Jasmine, created by perfumer Karine Dubreuil, is a classical jasmine interpretation which highlights the jasmine note with green citrus and orange blossom. While Jasmine is transparent and petally, it is not just a generic, luminous white floral. A subtle indolic facet is carefully woven into the composition lending it a seductive, animalic touch. The sheer woody drydown is not particularly exciting, but overall, Jasmine is a pretty, refined bouquet of white flowers.
I have a hard time detecting the zesty, green character of neroli in Néroli, which is essentially a warm, oriental composition. A rose-mimosa accord folded into a milky sandalwood and vanilla accord gives it a plush character reminiscent of Guerlain fragrances, particularly Insolence and Samsara. The orange blossom is a fruity, sweet note (rather than the promised green and sparkling neroli,) and it melds really well with the creamy balsamic undercurrent. Created by Fabrice Pellegrin, it is a very appealing fragrance, which has retro connotations of violet-scented lipstick.

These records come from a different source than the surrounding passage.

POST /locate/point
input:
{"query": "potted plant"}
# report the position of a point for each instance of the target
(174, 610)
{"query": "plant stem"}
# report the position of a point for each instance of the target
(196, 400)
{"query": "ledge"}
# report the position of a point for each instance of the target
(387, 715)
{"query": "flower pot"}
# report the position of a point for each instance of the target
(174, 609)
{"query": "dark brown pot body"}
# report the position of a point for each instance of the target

Iris by perfumer Amandine Marie is not the rooty, earthy iris, but rather a soft floral bouquet of violet and jasmine. Hazy and green at first with a hint of pink pepper, it quickly takes on a warm, almond sweetness. Too indistinct to be memorable.
Inspired by the warm, ambery raw material, Labdanum de Séville starts with a very appealing citrusy-peppery accord, which lightens the warmth of labdanum. For those who love sweet, ambery notes, it might be something to consider. I find the overly camphorous and sharp drydown to be a turn-off.
Created by perfumer Alexis Dadier, Cèdre/Cedar opens up on a bright grapefruit note, and with its combination of sheer, blond wood and effervescent citrus recalls the brightness of Terre d’Hèrmes. The drydown of Cèdre/Cedar and Labdanum de Séville are actually quite similar in their sharp, woody-ambery notes, although Cedar is less sweet. I did not find it particularly interesting.
Myrtle, which inspired Myrte, another fragrance by Karine Dubreuil, is a flowering evergreen plant with a fresh, green camphorous aroma. Myrte emphasizes the fresh facet of myrtle, creating a modern chypre composition around it. The watery note woven through the ambery-patchouli heart makes for a pleasant touch, while the softness of moss and musk in the drydown gives Myrte an elegant finish. Myrte is reminiscent of Narciso Rodriguez for Her, especially once it dries down. While not a new idea, Myrte is an appealing scent.
I would not call it particularly original, and it is a nicely crafted and wearable collection. My favorite fragrances from Voyage en Méditerranée are the florals, both for the richness that comes from their warm oriental notes and the elegant drydowns. I particularly enjoyed the sunny brightness of Mimosa de L’Estérel and the classical richness of Jasmine. Even if they will not make the snow melt, at least, they help me to pretend that the spring is on the way.
L’Occitane Voyage en Méditerranée is available from L’Occitane boutiques as well as online. The cost is $66 for 2.5oz bottle of Eau de Parfum, slightly higher than the rest of the L’Occitane fragrance collection.